The candlelight flickered again, and when the light returned, Steven had a steak already oozing its red juice onto the plate. “A fraud? I don’t know how that would work. No one trusts me anyway.”
“I don’t know if you’re just trying to scam some money to help your friends stay in heroin or whatever drug they do now. And I don’t care.” Ben laughed with a bite of steak in his mouth. “I don’t. Your little scams or whatever are beneath my interest.”
“I’m not running a scam. I just want your help.” Steven tried to get himself into supplicant mindset. Let the barbs and jabs slough off of malleable skin. Let the pain and shock wash away. The only option is to bow before the monster, and to fear him. “I know my past is suspicious, but I’ve grown up. I know what I need to do now.”

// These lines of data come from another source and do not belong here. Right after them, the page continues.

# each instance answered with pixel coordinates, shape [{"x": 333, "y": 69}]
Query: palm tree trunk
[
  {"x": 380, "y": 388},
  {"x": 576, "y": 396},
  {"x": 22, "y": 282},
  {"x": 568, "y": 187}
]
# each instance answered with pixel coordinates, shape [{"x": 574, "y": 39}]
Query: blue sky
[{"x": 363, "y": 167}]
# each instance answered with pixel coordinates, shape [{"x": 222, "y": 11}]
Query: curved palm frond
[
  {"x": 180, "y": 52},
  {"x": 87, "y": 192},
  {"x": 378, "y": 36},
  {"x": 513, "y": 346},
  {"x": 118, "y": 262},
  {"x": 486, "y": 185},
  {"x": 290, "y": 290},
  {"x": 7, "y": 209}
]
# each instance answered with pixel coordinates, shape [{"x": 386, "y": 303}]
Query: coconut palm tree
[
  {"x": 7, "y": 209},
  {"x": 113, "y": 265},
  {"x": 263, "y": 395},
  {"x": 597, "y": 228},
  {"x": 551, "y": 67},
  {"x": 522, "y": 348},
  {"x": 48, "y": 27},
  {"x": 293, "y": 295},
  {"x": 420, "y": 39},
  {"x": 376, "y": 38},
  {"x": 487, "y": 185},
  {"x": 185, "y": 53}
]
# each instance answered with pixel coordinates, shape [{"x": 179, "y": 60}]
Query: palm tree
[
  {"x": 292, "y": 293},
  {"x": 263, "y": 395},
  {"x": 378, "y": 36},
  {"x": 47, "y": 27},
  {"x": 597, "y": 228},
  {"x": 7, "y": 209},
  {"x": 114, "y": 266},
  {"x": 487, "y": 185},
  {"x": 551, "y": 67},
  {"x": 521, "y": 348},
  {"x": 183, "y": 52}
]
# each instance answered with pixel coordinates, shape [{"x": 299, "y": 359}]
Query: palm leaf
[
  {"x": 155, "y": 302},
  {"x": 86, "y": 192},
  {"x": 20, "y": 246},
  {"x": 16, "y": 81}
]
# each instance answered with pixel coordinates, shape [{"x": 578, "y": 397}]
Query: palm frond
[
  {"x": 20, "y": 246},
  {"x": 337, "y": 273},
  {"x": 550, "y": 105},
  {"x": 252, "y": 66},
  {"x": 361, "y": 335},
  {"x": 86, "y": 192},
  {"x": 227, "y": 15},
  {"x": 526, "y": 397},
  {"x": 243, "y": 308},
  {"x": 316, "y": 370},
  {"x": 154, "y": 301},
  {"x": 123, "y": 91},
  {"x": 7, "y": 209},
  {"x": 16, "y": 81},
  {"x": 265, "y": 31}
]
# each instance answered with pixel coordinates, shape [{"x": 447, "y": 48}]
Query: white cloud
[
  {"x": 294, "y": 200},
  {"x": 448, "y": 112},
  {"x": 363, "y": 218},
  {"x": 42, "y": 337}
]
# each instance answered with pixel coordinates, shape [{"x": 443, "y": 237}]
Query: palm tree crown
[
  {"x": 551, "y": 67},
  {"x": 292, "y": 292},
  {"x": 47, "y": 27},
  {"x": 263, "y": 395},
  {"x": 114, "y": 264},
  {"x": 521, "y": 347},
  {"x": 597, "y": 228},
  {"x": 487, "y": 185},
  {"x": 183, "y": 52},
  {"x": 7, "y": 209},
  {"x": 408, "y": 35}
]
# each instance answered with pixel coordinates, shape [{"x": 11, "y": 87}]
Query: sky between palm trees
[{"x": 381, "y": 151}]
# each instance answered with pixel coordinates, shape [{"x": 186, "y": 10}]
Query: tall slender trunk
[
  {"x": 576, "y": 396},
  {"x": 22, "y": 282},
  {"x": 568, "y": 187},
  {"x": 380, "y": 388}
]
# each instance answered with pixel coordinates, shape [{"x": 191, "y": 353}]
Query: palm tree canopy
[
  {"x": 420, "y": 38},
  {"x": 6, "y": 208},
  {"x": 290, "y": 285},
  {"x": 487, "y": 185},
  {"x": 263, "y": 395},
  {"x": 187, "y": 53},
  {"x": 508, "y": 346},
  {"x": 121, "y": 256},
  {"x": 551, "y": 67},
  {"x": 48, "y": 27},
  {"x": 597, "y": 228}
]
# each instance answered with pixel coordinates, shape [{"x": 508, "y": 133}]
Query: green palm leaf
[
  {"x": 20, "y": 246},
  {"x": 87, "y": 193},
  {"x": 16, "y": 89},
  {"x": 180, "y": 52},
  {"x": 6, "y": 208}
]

“Just don’t fuck with the company. If you want to scam mom out of a few grand, I’m not going to stop you. Everyone deserves a crack at that piñata. But don’t get greedy or I’ll hunt you down.” Ben smiled and tore off another hunk of stake with his teeth. All rich men identified themselves with the predator animals, lean and ready to pounce on the weak and vulnerable. None of them knew they were the overfed pigs, too hypnotized by the trough to look up and see the axe coming down toward their necks.

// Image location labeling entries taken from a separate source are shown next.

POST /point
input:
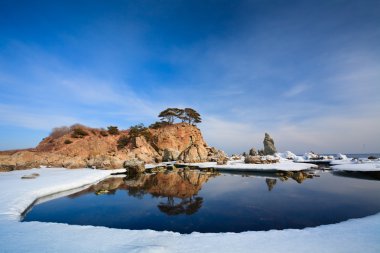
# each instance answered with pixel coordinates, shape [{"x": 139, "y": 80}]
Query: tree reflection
[
  {"x": 270, "y": 183},
  {"x": 186, "y": 206}
]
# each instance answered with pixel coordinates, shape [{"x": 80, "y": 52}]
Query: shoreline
[{"x": 142, "y": 240}]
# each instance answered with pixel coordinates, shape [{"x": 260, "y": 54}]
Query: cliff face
[{"x": 180, "y": 141}]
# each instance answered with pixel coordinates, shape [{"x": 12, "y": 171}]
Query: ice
[
  {"x": 363, "y": 167},
  {"x": 357, "y": 235}
]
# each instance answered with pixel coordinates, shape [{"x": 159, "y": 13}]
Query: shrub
[
  {"x": 113, "y": 130},
  {"x": 59, "y": 132},
  {"x": 67, "y": 142},
  {"x": 122, "y": 141},
  {"x": 79, "y": 133},
  {"x": 103, "y": 133},
  {"x": 139, "y": 130},
  {"x": 159, "y": 124}
]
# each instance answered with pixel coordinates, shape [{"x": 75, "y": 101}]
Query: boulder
[
  {"x": 135, "y": 166},
  {"x": 253, "y": 152},
  {"x": 170, "y": 155},
  {"x": 253, "y": 159},
  {"x": 269, "y": 148},
  {"x": 222, "y": 160}
]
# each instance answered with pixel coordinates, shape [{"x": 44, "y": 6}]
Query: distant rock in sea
[{"x": 269, "y": 148}]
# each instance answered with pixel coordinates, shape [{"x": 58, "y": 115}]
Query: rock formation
[
  {"x": 90, "y": 147},
  {"x": 269, "y": 148},
  {"x": 253, "y": 152},
  {"x": 260, "y": 159}
]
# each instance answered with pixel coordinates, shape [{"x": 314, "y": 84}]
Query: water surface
[{"x": 194, "y": 201}]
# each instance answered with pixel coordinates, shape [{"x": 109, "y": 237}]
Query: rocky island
[{"x": 80, "y": 146}]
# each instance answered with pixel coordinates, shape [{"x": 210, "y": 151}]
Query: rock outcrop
[
  {"x": 261, "y": 159},
  {"x": 253, "y": 152},
  {"x": 269, "y": 148},
  {"x": 134, "y": 166},
  {"x": 95, "y": 148}
]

“Ben. Can we just let bygones be bygones? I know I’ve been rude to you in the past. I was wrong. I admit it. Isn’t that enough?” The guilt trip would fail. It was supposed to. But it would make Ben overestimate his position of strength over Steven, which could benefit him later. Every conversation with Ben was a chess game, and every move had so many possible counter-moves. But Steven knew his opponent. Even though it’d been a decade since their last game, Ben was the same player he always was. More interested in enjoying the thrill of dominance than actually doing what it takes to win.
“I’ll be looking forward to seeing you gone again. Your absence was productive and profitable. If your presence is just as profitable, I’m not going to make any noise. That’s up to you. I have better things to do.” Ben stood from the table, his face swallowed by the darkness. “But if I see you step out of line even once, you’re done.”
With a few steps Ben was gone and Steven was alone, eating a steak that tasted like nothing, the dark endless in all directions.